Conference Looks at Way Forward for Organic World
By NIC LAMPKIN
LAST WEEK, more than 1,800 representatives of the global organic community gathered in Modena, Italy, for the International Federation of Organic Agriculture Movement’s World Congress.
This three-yearly event brings together producers, processors, traders, researchers, policymakers and non-governmental organisations from around the world to reflect on achievements and work still to be done.
The global nature and identity of the organic world was clear: from its European roots, the presence of strong delegations from India, Korea, Taiwan, China and Japan illustrated the growth in organic farming in Asia; while Latin American countries were also well represented.
Researchers presented results on technical and economic issues, illustrating further progress in addressing soil, plant and animal health issues and improving the productivity of organic farming.

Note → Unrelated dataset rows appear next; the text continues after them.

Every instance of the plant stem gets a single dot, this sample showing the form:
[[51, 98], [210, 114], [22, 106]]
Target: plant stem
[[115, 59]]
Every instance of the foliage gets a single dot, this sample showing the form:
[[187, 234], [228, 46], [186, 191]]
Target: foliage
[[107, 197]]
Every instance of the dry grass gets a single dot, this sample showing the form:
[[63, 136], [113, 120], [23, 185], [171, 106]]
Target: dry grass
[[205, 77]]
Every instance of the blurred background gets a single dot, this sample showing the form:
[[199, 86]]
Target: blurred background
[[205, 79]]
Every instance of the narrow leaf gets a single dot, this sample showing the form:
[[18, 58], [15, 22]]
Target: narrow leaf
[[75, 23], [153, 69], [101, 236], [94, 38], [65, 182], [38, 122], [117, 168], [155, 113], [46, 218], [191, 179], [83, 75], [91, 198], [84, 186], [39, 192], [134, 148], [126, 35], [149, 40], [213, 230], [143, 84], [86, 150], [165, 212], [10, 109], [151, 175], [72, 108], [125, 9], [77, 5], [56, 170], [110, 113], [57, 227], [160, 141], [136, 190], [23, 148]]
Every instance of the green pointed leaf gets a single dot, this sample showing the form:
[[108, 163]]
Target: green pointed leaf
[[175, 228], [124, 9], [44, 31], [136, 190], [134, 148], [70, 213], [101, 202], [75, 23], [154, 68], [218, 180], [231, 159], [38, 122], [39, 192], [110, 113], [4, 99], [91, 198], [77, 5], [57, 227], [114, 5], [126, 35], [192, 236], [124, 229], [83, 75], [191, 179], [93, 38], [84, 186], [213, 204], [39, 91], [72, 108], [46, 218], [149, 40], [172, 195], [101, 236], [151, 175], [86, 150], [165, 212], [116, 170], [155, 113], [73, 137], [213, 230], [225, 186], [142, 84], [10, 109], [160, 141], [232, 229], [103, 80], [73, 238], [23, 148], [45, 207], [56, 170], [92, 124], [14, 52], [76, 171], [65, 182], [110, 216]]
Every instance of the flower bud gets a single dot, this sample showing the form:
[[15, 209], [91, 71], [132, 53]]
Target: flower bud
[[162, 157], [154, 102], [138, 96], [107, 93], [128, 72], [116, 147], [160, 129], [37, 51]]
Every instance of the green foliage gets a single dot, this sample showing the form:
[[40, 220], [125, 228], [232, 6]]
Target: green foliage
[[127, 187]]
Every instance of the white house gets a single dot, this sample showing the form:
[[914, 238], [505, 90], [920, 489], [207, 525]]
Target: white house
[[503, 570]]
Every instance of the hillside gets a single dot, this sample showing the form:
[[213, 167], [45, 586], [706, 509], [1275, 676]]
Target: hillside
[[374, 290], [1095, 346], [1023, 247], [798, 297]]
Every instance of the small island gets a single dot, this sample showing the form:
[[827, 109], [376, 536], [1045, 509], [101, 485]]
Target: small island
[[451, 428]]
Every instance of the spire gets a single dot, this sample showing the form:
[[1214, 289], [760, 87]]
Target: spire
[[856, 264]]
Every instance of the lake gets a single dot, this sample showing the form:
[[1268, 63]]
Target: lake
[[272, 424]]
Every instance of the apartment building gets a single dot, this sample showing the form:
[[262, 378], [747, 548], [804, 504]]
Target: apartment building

Organic farming’s contribution to climate change, food security, food quality and social justice (including ethical/ Fairtrade) issues was put under the spotlight. While there is an increasing body of evidence to support the positive contribution that organic farming can make, many presentations highlighted continuing weaknesses as well as the need and opportunities for improvements in production systems and standards.
Senior government representatives from Brazil, Korea, Tunisia and other countries proclaimed their commitment to the development of organic farming as a way of addressing their countries’ environmental and rural development needs, contrasting with the recent UN summit declarations that intensification through increased input use was the way forward to meet global food needs.
Turkey and Korea presented ambitious plans to make organic production the main form of management in water catchment zones, in order to significantly reduce fertiliser and pesticide inputs in these sensitive areas.
The Turkish government has also invested heavily in developing knowledge of organic farming in it governmental institutions, an example which other governments could usefully follow. The organic sector in Wales, which is well supported by the Welsh Assembly Government, can justifiably be proud of its achievements, but there is plenty of inspiration to be had from the experiences of other countries in a forum like this.
The active participation of Trevor Sargent, the Irish Minister of State for Agriculture, Fisheries and Food, throughout the conference, was a recognition of this – and perhaps a sign that the time could be ripe for increased collaboration with our neighbours across the Irish Sea.